Pregação Expositiva em Mateus 14:22-33 – E o barco estava já no meio do mar, açoitado pelas ondas; porque o vento era contrário; Mas, à quarta vigília da noite, dirigiu-se Jesus para eles, andando por cima do mar.


Tipo de Pregação: Expositiva
Texto Bíblico: Mateus 14:22-33
Textos Complementares: Marcos 6:45-52; João 6:16-21; Salmo 107:23-30; Isaías 43:2
Tema Central: Os discípulos enfrentavam ventos contrários, ondas açoitando o barco, na escuridão da noite — mas Jesus veio até eles andando sobre as águas na hora mais crítica, revelando que Ele está no controle mesmo quando tudo parece contrário.
Propósito: Fortalecer a fé dos ouvintes em meio às provas, lembrando que Jesus não abandona os Seus e virá no momento certo — seja nas crises pessoais, seja em Sua vinda final.


📖 Como usar este Esboço

Esta pregação é ideal para cultos de avivamento, momentos de crise na igreja, séries sobre os milagres de Jesus ou mensagens de fortalecimento da fé. O texto fala diretamente a quem está enfrentando circunstâncias adversas.

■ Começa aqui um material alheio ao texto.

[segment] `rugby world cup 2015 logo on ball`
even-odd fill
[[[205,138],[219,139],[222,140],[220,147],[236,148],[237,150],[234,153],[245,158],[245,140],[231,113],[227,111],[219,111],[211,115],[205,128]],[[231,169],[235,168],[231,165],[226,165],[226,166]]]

Finalidade: Fortalecimento e esperança — encorajar os ouvintes a permanecerem firmes mesmo quando tudo parece contrário, confiando que Jesus virá na hora certa.


Introdução

Os discípulos estavam exaustos. Haviam acabado de presenciar a multiplicação dos pães — cinco pães e dois peixes alimentando mais de cinco mil pessoas. Foi um dia intenso, glorioso, miraculoso.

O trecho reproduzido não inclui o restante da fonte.